Now, oh, we’d have playtime, but she’d come first and often. That would happen after we took care of shit with her dad, and I made sure her head was on straight. Because while I was out of the SEALs, I could call in a wet team to make even an admiral disappear.
Yeah, I was that into Quincy.
After tacos at The Shack, which were as amazing as I remembered, we took a rideshare to her parents’ house, which was an immaculately kept place on the golf course.
“This is where you grew up, huh?” I looked around, trying to imagine a younger Quincy living here, chasing after her older brothers, wanting to be included.
“Yep.” She sounded stiff and her lips pressed together in a thin line as she surveyed the house. Her energy had already shifted, like she was on lockdown emotionally. I recognized it because I did it myself when I saw my own parents. A rare occurrence, but it happened more than I wanted.

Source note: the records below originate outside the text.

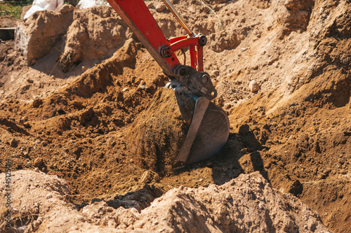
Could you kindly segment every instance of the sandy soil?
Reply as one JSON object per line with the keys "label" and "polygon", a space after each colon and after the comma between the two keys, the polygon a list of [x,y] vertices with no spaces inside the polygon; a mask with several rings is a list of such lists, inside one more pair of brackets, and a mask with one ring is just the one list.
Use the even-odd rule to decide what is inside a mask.
{"label": "sandy soil", "polygon": [[[63,14],[72,15],[67,32],[51,37],[41,57],[24,50],[20,41],[0,43],[1,171],[11,157],[13,171],[37,168],[67,181],[78,209],[95,199],[112,206],[109,201],[128,196],[140,210],[173,188],[221,185],[259,171],[273,188],[316,211],[329,230],[347,232],[349,1],[174,1],[190,27],[208,38],[204,69],[218,92],[214,101],[227,112],[231,126],[220,153],[171,171],[163,167],[169,162],[135,150],[136,136],[150,132],[143,122],[178,114],[152,113],[173,106],[161,88],[167,79],[110,8],[66,8],[20,23],[25,34],[28,25],[40,27],[38,19],[54,27],[67,20]],[[147,5],[165,34],[183,34],[168,11],[157,10],[159,3]],[[35,31],[31,29],[33,38]],[[32,45],[35,50],[40,43]],[[251,91],[252,80],[258,91]],[[179,133],[173,138],[156,134],[145,141],[154,145],[150,150],[169,138],[179,143],[174,141],[182,138],[181,127],[169,128]]]}

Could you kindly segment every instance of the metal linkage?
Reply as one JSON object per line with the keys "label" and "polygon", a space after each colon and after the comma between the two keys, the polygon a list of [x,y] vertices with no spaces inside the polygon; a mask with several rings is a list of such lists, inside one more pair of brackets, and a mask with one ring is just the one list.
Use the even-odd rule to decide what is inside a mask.
{"label": "metal linkage", "polygon": [[163,2],[165,3],[166,6],[169,9],[171,13],[176,17],[177,19],[178,22],[182,25],[182,27],[187,31],[187,33],[190,37],[192,37],[195,36],[195,34],[192,31],[192,30],[187,27],[187,25],[185,24],[185,22],[183,19],[183,17],[180,16],[180,15],[178,14],[177,10],[176,10],[176,8],[173,6],[172,4],[171,4],[171,2],[169,2],[168,0],[162,0]]}

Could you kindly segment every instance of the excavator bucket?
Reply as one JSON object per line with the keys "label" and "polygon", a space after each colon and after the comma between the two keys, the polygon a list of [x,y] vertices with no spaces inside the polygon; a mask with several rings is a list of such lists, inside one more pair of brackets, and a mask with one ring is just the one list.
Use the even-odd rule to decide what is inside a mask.
{"label": "excavator bucket", "polygon": [[192,117],[184,144],[173,166],[180,169],[218,153],[228,139],[230,125],[227,113],[206,97],[176,95],[185,121]]}

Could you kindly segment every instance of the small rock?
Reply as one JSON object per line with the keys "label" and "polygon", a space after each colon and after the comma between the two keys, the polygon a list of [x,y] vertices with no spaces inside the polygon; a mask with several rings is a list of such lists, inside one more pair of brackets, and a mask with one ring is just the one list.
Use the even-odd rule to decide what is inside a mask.
{"label": "small rock", "polygon": [[250,132],[250,127],[245,124],[239,128],[239,134],[241,135],[247,134]]}
{"label": "small rock", "polygon": [[158,182],[159,181],[159,174],[151,170],[145,171],[143,175],[141,175],[139,183],[148,183],[152,181]]}
{"label": "small rock", "polygon": [[256,92],[260,90],[260,85],[257,83],[256,80],[253,80],[249,84],[249,87],[250,87],[250,90],[251,92]]}
{"label": "small rock", "polygon": [[162,12],[166,10],[166,6],[162,3],[159,3],[156,6],[155,8],[157,12]]}
{"label": "small rock", "polygon": [[247,153],[247,148],[243,148],[241,150],[240,150],[243,155],[245,155]]}
{"label": "small rock", "polygon": [[213,163],[212,162],[209,162],[207,164],[206,167],[213,167]]}
{"label": "small rock", "polygon": [[10,141],[10,146],[11,147],[17,147],[18,146],[18,141],[17,141],[15,139],[12,139],[12,140]]}
{"label": "small rock", "polygon": [[32,104],[33,108],[38,108],[39,106],[43,104],[43,100],[41,99],[35,99]]}
{"label": "small rock", "polygon": [[44,161],[43,161],[43,159],[41,157],[37,157],[34,160],[34,167],[40,167],[40,165],[41,165],[43,164],[43,162],[44,162]]}
{"label": "small rock", "polygon": [[60,9],[60,13],[65,13],[67,12],[72,11],[74,10],[74,6],[69,5],[69,4],[65,4]]}

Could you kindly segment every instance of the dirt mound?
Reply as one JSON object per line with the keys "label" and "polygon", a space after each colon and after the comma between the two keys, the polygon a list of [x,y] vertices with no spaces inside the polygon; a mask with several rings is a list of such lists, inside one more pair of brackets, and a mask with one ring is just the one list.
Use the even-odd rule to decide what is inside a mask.
{"label": "dirt mound", "polygon": [[159,89],[150,104],[135,119],[128,146],[142,167],[169,175],[173,173],[172,165],[187,136],[187,125],[173,90]]}
{"label": "dirt mound", "polygon": [[85,59],[108,57],[124,44],[131,32],[110,7],[93,7],[75,10],[73,22],[67,31],[65,49],[59,64],[62,71],[69,71]]}
{"label": "dirt mound", "polygon": [[28,65],[48,54],[65,35],[72,21],[73,10],[73,6],[65,5],[60,12],[36,12],[18,25],[16,49],[23,53]]}
{"label": "dirt mound", "polygon": [[[6,190],[4,176],[0,190]],[[141,211],[114,209],[109,206],[112,202],[101,200],[79,211],[67,202],[67,183],[57,176],[22,170],[11,178],[15,226],[28,232],[329,232],[317,213],[297,198],[274,191],[258,172],[223,185],[173,189]],[[7,211],[4,200],[2,197],[1,214]]]}

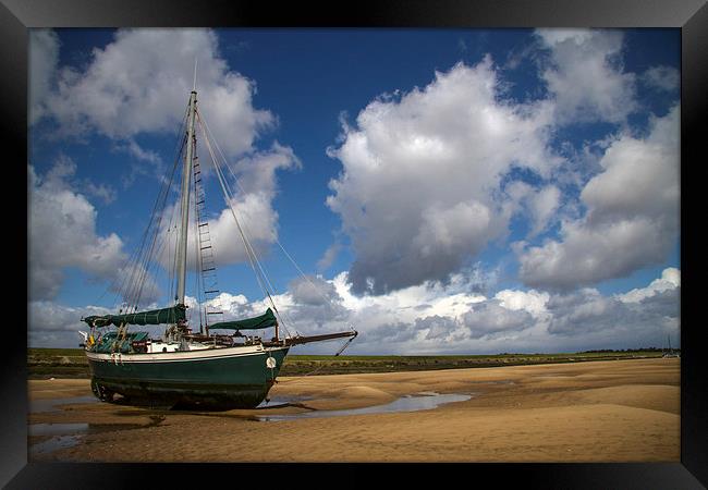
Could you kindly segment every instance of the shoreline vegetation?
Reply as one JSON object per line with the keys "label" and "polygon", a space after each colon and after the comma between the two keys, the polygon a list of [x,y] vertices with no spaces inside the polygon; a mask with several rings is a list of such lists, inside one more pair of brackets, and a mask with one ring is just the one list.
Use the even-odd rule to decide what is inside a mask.
{"label": "shoreline vegetation", "polygon": [[[624,351],[586,351],[558,354],[492,354],[445,356],[333,356],[289,355],[280,376],[351,375],[437,369],[488,368],[537,364],[585,363],[594,360],[647,359],[661,357],[664,350],[648,347]],[[675,352],[680,353],[679,350]],[[82,348],[27,350],[27,378],[89,378]]]}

“Treat it like a mission,” I said softly as we walked to the door. “In and out, and no one gets hurt.”
She gave a humorless laugh as the door flew open, and a woman in her sixties rushed out and threw her arms around Quincy. “Melissa! I’m so happy to see you. When Dad said you were coming… oh, I couldn’t believe it. How long can you stay?”
Admiral Mason stood in the doorway with his arms crossed over his massive chest. He wasn’t in uniform, but his khaki pants had creases as sharp as dress whites.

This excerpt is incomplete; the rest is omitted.